Do wydarzeń doszło na wilanowskiej ul. Wiertniczej, obok SP nr 261. Zgłoszenie o nietrzeźwym kierowcy jednego ze szkolnych busów, policjanci z KRP II otrzymali po godz. 7. Zgłaszający podał również miejsce, w którym miał być zaparkowany pojazd. Niestety po przyjechaniu na miejsce, mundurowi nie znaleźli ani kierowcy, ani busa.
Podjęto więc decyzję o kontroli wszystkich szkolnych busów podjeżdżających pod szkołę. Po kilku kontrolach kierowca następnego pojazdu nie zatrzymał się, żeby wypuścić dzieci przed szkołą. Kiedy policjantom udało się zatrzymać pojazd, okazało się, że jego kierowca to poszukiwana przez nich osoba. Po wstępnych badaniach okazało się, że 54-latek miał niemalże 2 promile alkoholu w wydychanym powietrzu. Wewnątrz busu znajdowała się siedmioosobowa grupka dzieci, w wieku 7-14 lat. Na szczęście nikomu nic się nie stało.

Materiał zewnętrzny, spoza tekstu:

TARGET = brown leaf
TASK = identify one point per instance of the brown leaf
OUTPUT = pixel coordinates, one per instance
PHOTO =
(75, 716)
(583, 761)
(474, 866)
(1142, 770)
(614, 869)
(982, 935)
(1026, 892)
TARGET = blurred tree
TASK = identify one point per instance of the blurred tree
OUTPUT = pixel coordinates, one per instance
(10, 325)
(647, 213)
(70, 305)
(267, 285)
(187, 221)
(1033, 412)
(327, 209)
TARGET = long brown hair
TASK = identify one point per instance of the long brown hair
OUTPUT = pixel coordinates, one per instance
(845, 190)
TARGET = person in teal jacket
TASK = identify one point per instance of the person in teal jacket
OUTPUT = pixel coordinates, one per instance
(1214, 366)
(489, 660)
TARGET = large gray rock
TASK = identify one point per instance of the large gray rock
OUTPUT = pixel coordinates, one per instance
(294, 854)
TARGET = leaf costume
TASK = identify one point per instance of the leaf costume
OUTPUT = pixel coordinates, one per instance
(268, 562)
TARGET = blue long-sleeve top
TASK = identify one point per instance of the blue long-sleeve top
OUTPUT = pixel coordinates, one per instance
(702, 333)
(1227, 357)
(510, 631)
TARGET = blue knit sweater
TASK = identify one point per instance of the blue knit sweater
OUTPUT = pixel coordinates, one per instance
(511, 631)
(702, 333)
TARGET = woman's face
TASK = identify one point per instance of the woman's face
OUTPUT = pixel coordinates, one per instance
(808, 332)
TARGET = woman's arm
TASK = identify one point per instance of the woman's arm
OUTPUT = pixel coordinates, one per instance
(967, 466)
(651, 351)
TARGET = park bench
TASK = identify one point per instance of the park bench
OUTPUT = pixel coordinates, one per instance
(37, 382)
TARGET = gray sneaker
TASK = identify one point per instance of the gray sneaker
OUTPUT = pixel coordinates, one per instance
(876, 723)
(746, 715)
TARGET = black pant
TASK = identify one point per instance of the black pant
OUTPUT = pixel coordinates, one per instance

Wiadomo już, że 54-latek usłyszy co najmniej zarzuty kierowania pod wpływem alkoholu. Nie wiadomo jednak czy prokuratura zdecyduje się postawić ponadto zarzut narażenia dzieci na utratę życia i zdrowia.
Jak informuje kom. Ewa Kołdys, oficer prasowy Komendy Rejonowej Policji II Mokotów, Ursynów, Wilanów, pijany kierowca będzie odpowiadać z art. 178 kodeksu karnego. Chodzi o prowadzenie pod wpływem alkoholu, za co 54-latkowi grożą nawet trzy lata więzienia. Zarzuty usłyszy, dopiero jak wytrzeźwieje.